🚀 zhaav-gemma3-4B
The alifzl/zhaav-gemma3-4B_q8_0.gguf
model is a Persian-specific model, fine-tuned based on the Gemma 3 architecture. By leveraging QLoRA's 4-bit quantization, it reduces computational requirements while achieving strong performance in generating and understanding Persian text.
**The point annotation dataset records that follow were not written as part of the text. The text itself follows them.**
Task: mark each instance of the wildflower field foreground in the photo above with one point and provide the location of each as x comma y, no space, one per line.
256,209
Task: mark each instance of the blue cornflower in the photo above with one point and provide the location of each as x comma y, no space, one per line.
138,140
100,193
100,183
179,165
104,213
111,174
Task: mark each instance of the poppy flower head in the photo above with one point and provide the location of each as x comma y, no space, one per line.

Therefore, it is suitable for running on commodity hardware without GPUs.
🚀 Quick Start
This model is compatible with both the Hugging Face Transformers library and Ollama.
✨ Features
- Persian-specific fine-tuning based on Gemma 3 architecture.
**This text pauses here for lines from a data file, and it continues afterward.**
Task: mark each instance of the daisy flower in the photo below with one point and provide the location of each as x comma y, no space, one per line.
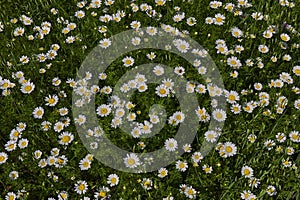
105,43
84,164
103,110
10,196
179,70
197,157
162,172
3,157
232,97
128,61
14,175
219,19
23,143
219,115
146,183
80,120
285,37
162,91
296,70
151,30
236,32
66,138
58,126
131,160
263,49
80,14
208,169
38,112
247,171
271,190
181,166
51,100
113,180
229,149
171,144
211,136
27,87
294,136
136,41
81,187
10,145
142,87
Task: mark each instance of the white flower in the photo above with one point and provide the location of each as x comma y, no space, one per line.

- Utilizes QLoRA's 4-bit quantization to reduce computational demands.
- Suitable for running on commodity hardware without GPUs.
📦 Installation
Running with Ollama
ollama run hf.co/alifzl/zhaav-gemma3-4B:Q8_0
Running with Hugging Face Transformers
- Install Dependencies:
pip install git+https://github.com/huggingface/transformers@v4.49.0-Gemma-3 accelerate
💻 Usage Examples
Basic Usage
from transformers import AutoModelForCausalLM, AutoTokenizer
import torch
model_id = "alifzl/zhaav-gemma3-4B_q8_0.gguf"
model = AutoModelForCausalLM.from_pretrained(
model_id,
device_map="auto",
torch_dtype=torch.bfloat16,
)
tokenizer = AutoTokenizer.from_pretrained(model_id)
messages = [
{
"role": "user",
"content": "تفاوت قهوه موکا با آمریکانو چیه؟"
}
]
inputs = tokenizer.apply_chat_template(
messages,
add_generation_prompt=True, tokenize=True, return_tensors="pt"
).to(model.device)
outputs = model.generate(**inputs, max_new_tokens=200)
print(tokenizer.decode(outputs[0], skip_special_tokens=True))
📚 Documentation
Training Data and Fine-Tuning
Training Dataset
Fine-Tuning was conducted using the mshojaei77/Persian_sft dataset, which contains approximately 680k rows of Persian text focused on instruction-following and conversational interactions.
Fine-Tuning
- Method: Supervised Fine-Tuning (SFT) using QLoRA (4-bit quantization)
- Hardware: one T4 GPU
- Software: Utilizes Hugging Face Transformers, with supporting libraries like
peft
for QLoRA and bitsandbytes
for quantization
Evaluation Results
Property |
Details |
Avg. |
22.04 |
IFEval (0-Shot) |
43.58 |
BBH (3-Shot) |
31.87 |
MATH Lvl 5 (4-Shot) |
11.10 |
GPQA (0-shot) |
6.49 |
MuSR (0-shot) |
9.49 |
MMLU-PRO (5-shot) |
29.70 |
🔧 Technical Details
- Model Type: Fine-tuned Persian model based on Gemma 3 architecture with QLoRA 4-bit quantization.
- Training Data: mshojaei77/Persian_sft dataset with about 680k rows of Persian text for instruction-following and conversations.
- Fine-Tuning Method: Supervised Fine-Tuning (SFT) using QLoRA (4-bit quantization).
- Hardware: One T4 GPU.
- Software: Hugging Face Transformers, with
peft
for QLoRA and bitsandbytes
for quantization.
📄 License
The model is under the gemma license.
Future Work
- Add additional evaluation metrics and benchmarks.
- Expand documentation and usage examples.